Honestly, I could handle being the plaything of some unseen, sadist creator. I mean, that’s what we do every day. Now, however, I hate everybody. Everybody Edits is a browser-based platformer where the levels you play in are created by anyone who wants to create a level. That could be you, but it’s probably not. Once it’s finished, you (or more likely, they) open it up to everyone, and you get up to about 50 people all piling on in a single server, to try and beat it. Or, in some cases, you are just along for the ride.
Maybe the creator has created a diorama out of blocks in crude pixel art, and you start the level just to get dragged along, witnessing this huge work before getting dumped at the start again. A welcome diversion from the horrors of the rest, with their increasingly hard jumping puzzles. But, then again, that’s what we’re here for, right?
You can’t win. All you can do is get past every little jumping puzzle and then you get set back to the start. You get a passing satisfaction when you reach the end, because you’ve beaten it, but there’s always more levels, popping up all the time, so you’ll never complete the game. No, the main pull comes from the fact that this is multiplayer platforming.
You can’t help each other. You just share space, clipping in and out of one another as you hop from ledge to ledge, trying to figure out the right combo of arrow presses and jumps to get you from A to B. Of course, trying these puzzles at the same times as other people is a benefit in and of itself; you can watch them go ahead of you, observing how they jump and when, to try and inform you when you try for yourself.
The game has no concept of death, making each restart just a matter of hitting the bottom of that particular stage and being forced back to the beginning by a series of arrows that push you in whatever direction they’re facing. Depending on the level of sadism present in the creator, they can put you a little ways back, or right back to the beginning. Good levels have good checkpointing. Hard levels have none.
Inevitably, you are going to fail. When a stage is kicking your arse, each jump landing either too far or too short and you’re in a constant cycle of retrying, it gets pretty embarrassing. People bound through the stage, their little emoticon faces leering at you before they hop out of your view, leaving you with your Sisyphean Task.
Yeah, your character in the game is a smiley face. Or one with a tongue out, or maybe an ecstatic one with ^^ for eyes. Or, as is often the case with myself, a face made out of pure frustration and anger. The further you get in the level, the less likely you are to see the cheery ones. It’s not a huge opportunity for expression, but people make good use.
There’s something inherently mocking and irreverent about a smiley face. It’s they way they’re unchangeable, constantly bouncing happily along like a they’ve just run away from Karaoke Lettering just to try their hands at a few jumping puzzles before the next song comes on. It doesn’t matter that you’re one of them; even your own avatar mocks you with that cheery smile, enough that you’re quick to change it.

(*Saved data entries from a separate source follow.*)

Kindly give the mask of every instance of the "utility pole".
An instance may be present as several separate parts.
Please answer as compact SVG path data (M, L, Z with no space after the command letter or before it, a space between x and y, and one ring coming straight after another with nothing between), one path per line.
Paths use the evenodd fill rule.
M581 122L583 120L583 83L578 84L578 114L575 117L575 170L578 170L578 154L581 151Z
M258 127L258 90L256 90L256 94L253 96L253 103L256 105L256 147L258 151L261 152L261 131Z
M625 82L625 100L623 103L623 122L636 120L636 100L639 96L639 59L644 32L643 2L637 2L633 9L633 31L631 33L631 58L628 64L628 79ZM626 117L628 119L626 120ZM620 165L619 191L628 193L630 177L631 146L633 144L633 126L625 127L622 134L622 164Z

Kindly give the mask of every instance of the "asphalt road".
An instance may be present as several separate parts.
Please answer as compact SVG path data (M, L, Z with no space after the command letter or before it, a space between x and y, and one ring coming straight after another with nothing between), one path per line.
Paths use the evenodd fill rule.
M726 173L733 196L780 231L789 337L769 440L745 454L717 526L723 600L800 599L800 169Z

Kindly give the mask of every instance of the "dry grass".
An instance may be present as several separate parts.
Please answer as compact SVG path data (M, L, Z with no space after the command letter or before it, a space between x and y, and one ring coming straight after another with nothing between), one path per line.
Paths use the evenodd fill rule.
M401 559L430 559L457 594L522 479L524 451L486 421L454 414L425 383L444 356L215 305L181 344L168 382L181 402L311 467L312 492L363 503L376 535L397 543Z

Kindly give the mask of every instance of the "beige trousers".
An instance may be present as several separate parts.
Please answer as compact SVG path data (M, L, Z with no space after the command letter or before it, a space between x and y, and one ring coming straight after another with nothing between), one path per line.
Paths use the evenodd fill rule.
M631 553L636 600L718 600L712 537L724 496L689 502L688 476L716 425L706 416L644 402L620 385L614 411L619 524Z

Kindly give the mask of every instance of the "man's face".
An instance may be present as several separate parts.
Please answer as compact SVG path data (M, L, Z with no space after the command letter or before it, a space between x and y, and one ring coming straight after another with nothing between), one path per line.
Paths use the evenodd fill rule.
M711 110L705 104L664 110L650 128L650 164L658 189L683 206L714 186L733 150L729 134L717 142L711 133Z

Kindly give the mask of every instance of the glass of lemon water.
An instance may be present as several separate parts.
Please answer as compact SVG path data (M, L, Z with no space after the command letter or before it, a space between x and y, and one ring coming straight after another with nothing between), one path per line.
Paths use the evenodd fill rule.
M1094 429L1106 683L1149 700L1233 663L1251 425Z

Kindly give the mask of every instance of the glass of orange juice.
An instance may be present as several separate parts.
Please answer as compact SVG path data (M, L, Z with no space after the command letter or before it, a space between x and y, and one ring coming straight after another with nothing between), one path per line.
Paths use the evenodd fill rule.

Of course, if a level is too difficult, there are many others to try. Ones to steer clear of have names like ‘The Rage Machine’ or ‘Bet You Can’t Beat This’. These are engineered by sadists who like to hover on a single block above the whole thing, watching players sink into dwindling spirals of rage until they decide the level has beaten them and they quit.
With the latest released version (0.7.0), though, the game has turned into a different beast. Now, certain coloured blocks are tied to keys, which will make them either real or non-existent. So you can have an entire level suddenly disappear beneath your feet suddenly and without warning, making you fall right back to the start of the level only to start over again.
Again, that’s down to the level creator. Either they can use this new ability to create interesting, challenging puzzles, or they can use it to fuck with just about everyone who turns up to have a go with the level. And really, they’re not the ones to blame; it’s every other bloody person who decides to switch out a colour. Or the utter, unreconcilable bastards who figure ‘Hey, why not?’ and turn off every colour. Special place in hell, guys.
Despite this, I keep coming back to Everybody Edits. I think it’s because I’m never alone. Just having other people share in your victories, and more importantly, to lessen your defeats, makes for a compelling experience. You’re in this together, for better or for worse, and that forces a level of camaraderie. Occasionally you’ll stick with one person for a while, each of you helping each other with the jumps, and maybe you’ll wait for them when you finish the level, or they’ll wait for you, and that feels pretty great.
Regardless, you’ve got one thing in common; you hate whoever created this meticulously designed Rage Machine.